If you’re currently reading our first challenge book, Lit! A Christian Guide to Reading Books (Kindle edition here), you are no doubt benefiting from some sound, biblical wisdom as it pertains to the things we read. Perhaps it’s obvious, but I wanted to start with this book to give us a good framework for the rest of our reading, and to help you develop a framework for your own reading priorities.
In Chapter 7, Reinke shares his reading priorities and how he groups them. This is a practice I have engaged in for several years and find it tremendously helpful in weeding through the millions of options that are available to read. Reinke has 6 categories (which I assume means he has all 6 types of reading going on consistently/simultaneously – this is also how I read):
1. Reading Scripture
2. Reading to know and delight in Christ
3. Reading to kindle spiritual reflection
4. Reading to initiate personal change
5. Reading to pursue vocational excellence
6. Reading to enjoy a good story
I like his categories and think they offer good diversity. My personal categories are as follows:
1. Reading Scripture – This year (and probably into next year) I am reading individual books of the Bible entirely, 20 times each, until moving onto the next one (to include a chapter of Proverbs every day).

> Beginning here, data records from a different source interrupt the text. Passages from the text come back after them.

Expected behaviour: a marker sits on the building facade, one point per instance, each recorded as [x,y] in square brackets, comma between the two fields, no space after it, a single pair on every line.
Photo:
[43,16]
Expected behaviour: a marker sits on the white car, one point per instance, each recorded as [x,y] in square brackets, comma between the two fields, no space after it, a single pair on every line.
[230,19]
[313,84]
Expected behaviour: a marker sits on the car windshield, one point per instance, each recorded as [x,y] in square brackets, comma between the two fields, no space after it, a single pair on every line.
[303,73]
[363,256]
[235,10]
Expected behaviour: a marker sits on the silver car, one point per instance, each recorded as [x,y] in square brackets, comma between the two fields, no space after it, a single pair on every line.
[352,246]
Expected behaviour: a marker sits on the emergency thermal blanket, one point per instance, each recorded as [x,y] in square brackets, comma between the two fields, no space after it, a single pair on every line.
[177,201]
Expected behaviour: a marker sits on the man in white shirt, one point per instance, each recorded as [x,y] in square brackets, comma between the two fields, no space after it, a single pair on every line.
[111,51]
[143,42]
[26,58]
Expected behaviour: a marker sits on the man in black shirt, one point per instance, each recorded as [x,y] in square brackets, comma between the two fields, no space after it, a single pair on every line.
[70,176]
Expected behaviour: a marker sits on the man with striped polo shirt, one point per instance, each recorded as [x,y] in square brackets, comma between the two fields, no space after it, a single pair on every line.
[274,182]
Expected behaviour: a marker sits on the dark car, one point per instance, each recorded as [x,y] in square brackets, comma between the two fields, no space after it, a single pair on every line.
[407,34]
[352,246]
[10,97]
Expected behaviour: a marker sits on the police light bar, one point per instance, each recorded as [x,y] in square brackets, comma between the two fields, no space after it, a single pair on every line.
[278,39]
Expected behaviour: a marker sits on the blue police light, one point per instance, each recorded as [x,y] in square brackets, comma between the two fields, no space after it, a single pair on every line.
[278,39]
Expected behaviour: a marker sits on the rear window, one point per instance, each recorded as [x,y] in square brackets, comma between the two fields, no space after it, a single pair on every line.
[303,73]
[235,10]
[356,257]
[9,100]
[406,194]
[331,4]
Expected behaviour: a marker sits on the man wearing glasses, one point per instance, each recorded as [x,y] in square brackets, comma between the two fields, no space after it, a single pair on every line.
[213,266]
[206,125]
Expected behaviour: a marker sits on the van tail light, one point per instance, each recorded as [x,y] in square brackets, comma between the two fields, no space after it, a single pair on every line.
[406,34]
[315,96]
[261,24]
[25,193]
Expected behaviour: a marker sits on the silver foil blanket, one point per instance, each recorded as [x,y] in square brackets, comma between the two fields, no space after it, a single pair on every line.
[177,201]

2. Reading devotionally – (Tabletalk Magazine, Valley of Vision, Morning and Evening, etc.) – probably similar to Reinke’s #2
3. Reading for study – books related to what I’m teaching/preaching now or in the future.
4. Reading to counsel and be counseled – (Books on marriage, parenting, depression, relationships, etc.) I always want to know how to better counsel my brothers and sisters in Christ, and I want to grow in my sanctification. Reading a wide range of books related to the hearts/minds of sinful people has proven helpful to me and has given me much to recommend to others when they have specific needs. Books in this category have proven helpful in identifying specific areas of sin in my life, and the Lord has used these books for my sanctification.
5. Reading theology and ecclesiology – (Books on God’s nature, attributes, works, etc. and books about God’s Church) All Christian reading is inherently theological, but this category is for specific works that relate to systematic theology, biblical theology, and ecclesiology.
6. Reading biography and autobiography – I think it’s important for Christians to regularly read about the lives of other Christians and non-Christians. I like biographies and autobiographies and always have 1 going.
7. Reading to learn something new – I have a lot of hobbies and interests. I like to learn new things. In this category I read about all sorts of different things: Beekeeping, gold/silver investments, politics, golf, running, music, education, business – it’s a catch all category that doesn’t specifically relate to Christianity/theology.
8. Reading fiction – I don’t spend much time in this category, but I’ve increased my fiction reading a bit. I resonate 100% with Reinke’s statement: “In all honesty, it has taken me many years to simply delight myself in beautiful books. Now they provide me with relaxation, pleasure, and a delightful weapon to foil the devil.” I have mostly found fiction to be a waste of time, but there is good fiction and, if nothing else, I like to read good writing no matter what it’s about, so there are some gems of fiction worth reading. The last fiction book I really enjoyed was Peace Like a River (Kindle edition here) by Leif Enger.
Of these 8 categories, I usually have 5-6 of them going at one time. But, I realize that’s not going to work for everyone! Some people need to read one book to completion before picking up another. Others read a lot of different books, but perhaps haven’t discovered the joy and importance of categorizing and prioritizing them. So, let’s look at Reinke’s challenge:
“Now make your own list of reading priorities. First, look at the books you have read over the last twenty-four months that have benefitted your life. Create categories for those books. Second, include any category that you don’t currently read but would like to add, perhaps something mentioned in [chapter 7]. By now you should have a list of two to five categories. Start small and be realistic. Third, begin making book selections informed by your reading priorities. Invest the time you need to define a purpose to why you want to read books. Once you have an answer to this question, you will find it much easier to choose your next book from the twenty-eight million attractive options.”
So, what are your reading categories/priorities?